What text mining can find
The following are major text components that text mining can identify in your existing FrameMaker content:
- Abbreviations in their short and long forms
- Special industry terminology and jargon
- Frequency of terminology for training
- Lists of terms for translation with content
Usage of this tool and technology can make if possible for you to identify your terminology in days vs. years. (The on-demand recorded webinar makes the reasons for this much more evident.)
Sample results of text mining from FrameMaker content
As the webinar made clear, existing terminology is extracted as key words and displayed with “left text context” and “right text context.” The screen shot below shows a typical example:
One example of ambiguous terminology that could use a replacement is “excessive FORCE.” This begs the question, “what amount of pressure is excessive?” Although the meaning of the original text may seem obvious to an engineer or a seasoned groups of native English speakers who have read several versions of previous documentation, this type of terminology would be extremely difficult to translate with accuracy.
In addition, the true meaning in English is widely open to interpretation, which could have legal ramifications for a failure with aircraft or similar hardware.
The essential human factor in text minining
As John Smart made clear, although Text Miner does an admirable job of identifying most of your terminology “automatically,” carefully qualified staff members are required to ensure that desired results are achieved.
You will need to designate a “Head Text Miner” who has the following qualifications:
- Subject Matter Expert
- Good command of English (strong English as second language is acceptable)
- Experienced in a role as an agent of change
- Understands common nuances in English
- Ideally, staff member is Multilingual
- A “global thinker” would be a perfect match to this role
The goal: one word, one meaning
A huge number of historic events and trends led to English becoming one of the most expressive languages on the planet. By its nature, English often offers a dozens ways (or words) to “say the same thing.” Of course, different words or phrases have different nuances and connotations.
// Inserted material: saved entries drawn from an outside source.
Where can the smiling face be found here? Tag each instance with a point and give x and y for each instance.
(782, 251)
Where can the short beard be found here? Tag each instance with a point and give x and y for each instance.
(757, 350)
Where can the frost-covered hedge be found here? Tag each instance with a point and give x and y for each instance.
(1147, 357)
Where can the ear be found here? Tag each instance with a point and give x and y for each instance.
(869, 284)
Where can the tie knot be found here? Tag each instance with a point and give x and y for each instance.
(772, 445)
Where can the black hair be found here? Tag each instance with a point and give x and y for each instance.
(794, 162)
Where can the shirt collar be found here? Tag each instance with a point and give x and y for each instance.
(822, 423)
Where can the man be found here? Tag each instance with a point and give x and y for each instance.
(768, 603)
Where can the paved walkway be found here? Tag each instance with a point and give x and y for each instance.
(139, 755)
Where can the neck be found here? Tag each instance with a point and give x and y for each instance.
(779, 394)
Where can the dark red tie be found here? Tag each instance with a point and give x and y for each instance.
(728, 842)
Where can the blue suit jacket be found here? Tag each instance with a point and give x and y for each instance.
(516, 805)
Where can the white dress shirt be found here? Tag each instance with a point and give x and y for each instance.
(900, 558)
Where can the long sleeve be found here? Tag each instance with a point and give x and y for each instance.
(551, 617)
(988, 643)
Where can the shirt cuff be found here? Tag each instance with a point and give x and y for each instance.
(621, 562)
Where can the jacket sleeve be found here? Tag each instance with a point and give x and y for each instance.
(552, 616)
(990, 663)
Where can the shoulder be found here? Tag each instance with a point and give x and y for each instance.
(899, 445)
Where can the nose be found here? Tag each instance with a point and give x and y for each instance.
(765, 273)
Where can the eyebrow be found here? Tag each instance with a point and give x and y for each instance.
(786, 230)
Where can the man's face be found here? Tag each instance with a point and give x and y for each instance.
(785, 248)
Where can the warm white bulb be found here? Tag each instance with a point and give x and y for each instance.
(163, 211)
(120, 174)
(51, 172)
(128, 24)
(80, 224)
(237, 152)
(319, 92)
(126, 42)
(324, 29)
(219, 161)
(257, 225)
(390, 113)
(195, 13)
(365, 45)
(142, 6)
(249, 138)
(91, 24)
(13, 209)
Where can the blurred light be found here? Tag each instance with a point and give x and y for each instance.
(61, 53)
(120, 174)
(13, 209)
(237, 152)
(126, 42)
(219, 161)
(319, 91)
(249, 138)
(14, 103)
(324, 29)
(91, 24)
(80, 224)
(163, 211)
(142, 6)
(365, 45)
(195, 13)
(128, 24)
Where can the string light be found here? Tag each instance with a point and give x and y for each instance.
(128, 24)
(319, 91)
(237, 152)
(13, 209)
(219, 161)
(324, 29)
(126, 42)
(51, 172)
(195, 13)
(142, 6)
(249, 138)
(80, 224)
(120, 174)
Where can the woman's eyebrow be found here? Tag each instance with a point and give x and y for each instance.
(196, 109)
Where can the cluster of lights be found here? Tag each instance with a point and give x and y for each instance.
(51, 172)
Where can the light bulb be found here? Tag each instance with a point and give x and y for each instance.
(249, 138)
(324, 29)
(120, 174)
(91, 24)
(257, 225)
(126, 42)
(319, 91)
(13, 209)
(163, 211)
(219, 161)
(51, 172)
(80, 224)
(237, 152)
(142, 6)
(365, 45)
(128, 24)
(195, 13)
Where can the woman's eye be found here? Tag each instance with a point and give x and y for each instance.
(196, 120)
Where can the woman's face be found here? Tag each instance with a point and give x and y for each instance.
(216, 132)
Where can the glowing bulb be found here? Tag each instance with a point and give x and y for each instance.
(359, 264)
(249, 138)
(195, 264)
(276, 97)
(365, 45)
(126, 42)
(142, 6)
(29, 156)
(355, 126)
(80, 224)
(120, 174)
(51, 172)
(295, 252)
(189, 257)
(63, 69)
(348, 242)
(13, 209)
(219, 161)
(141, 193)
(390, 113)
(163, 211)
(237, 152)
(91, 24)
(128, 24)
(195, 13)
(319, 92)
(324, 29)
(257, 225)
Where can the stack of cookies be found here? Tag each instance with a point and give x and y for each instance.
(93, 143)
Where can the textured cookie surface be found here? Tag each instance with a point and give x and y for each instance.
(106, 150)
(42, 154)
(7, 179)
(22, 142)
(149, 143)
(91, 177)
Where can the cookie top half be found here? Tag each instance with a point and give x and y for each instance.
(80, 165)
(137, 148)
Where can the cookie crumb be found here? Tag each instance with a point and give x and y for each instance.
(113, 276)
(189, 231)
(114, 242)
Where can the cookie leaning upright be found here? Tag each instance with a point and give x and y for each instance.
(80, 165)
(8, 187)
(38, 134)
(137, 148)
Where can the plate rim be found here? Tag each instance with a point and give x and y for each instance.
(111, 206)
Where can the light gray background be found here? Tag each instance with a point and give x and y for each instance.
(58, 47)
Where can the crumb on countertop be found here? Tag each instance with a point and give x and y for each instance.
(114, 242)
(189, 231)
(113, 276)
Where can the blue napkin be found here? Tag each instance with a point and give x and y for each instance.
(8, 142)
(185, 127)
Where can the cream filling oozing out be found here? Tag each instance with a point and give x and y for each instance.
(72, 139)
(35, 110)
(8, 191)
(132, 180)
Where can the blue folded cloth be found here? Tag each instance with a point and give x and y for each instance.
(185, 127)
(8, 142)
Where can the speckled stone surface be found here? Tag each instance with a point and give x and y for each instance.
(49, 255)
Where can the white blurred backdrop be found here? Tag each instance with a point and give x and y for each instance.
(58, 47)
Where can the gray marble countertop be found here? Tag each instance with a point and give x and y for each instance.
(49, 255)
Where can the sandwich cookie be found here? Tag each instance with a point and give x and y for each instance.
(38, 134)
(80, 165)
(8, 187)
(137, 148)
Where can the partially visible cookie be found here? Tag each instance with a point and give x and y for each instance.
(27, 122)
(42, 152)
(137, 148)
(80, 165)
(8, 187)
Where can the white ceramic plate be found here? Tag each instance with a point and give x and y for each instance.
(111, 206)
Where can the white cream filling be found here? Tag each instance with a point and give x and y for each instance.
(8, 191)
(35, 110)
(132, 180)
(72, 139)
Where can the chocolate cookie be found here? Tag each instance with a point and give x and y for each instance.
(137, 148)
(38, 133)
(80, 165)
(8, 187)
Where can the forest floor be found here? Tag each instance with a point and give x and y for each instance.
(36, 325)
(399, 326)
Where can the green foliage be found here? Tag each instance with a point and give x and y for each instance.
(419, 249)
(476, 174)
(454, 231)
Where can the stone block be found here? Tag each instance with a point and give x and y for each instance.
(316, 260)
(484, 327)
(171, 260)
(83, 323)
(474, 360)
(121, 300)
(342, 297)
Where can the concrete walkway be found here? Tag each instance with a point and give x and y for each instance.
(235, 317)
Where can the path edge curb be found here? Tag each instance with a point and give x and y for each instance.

The goal in effective technical communications for a global audience is whenever possible have one primary word with one meaning. The illustration shows “Simplified Spanish” that resulted from a clean terminology based after data mining. Because there was one English word for “electrical,” simplified choices in Spanish were the results.
Review and Refine terminology
The webinar gave sensible guidelines for creating a review team to ensure that correct terminology is saved or rejected. Recommended steps include:
- Consult your subject matter experts
- Form a small committee
- Ask for legal advice (e.g. consult your corporate legal team to determine what terms or words have led to litigation in the past)
- Visit your help desk staff to determine which words cause confusion
- Check your source t4exts
- Use the “hit” counter
- Look at instrument marks and lables
- Write a text text
Using less text with the right words
Several of our blogs in the past have touched on Simplified English and other tools that can be used to “reshape content for the small screen” to achieve better content for mobile devices. Text mining to refine your terminology can be equally essential to ensure that your message is crystal clear, in all languages, and to avoid legal issues due to missing cautions or warnings.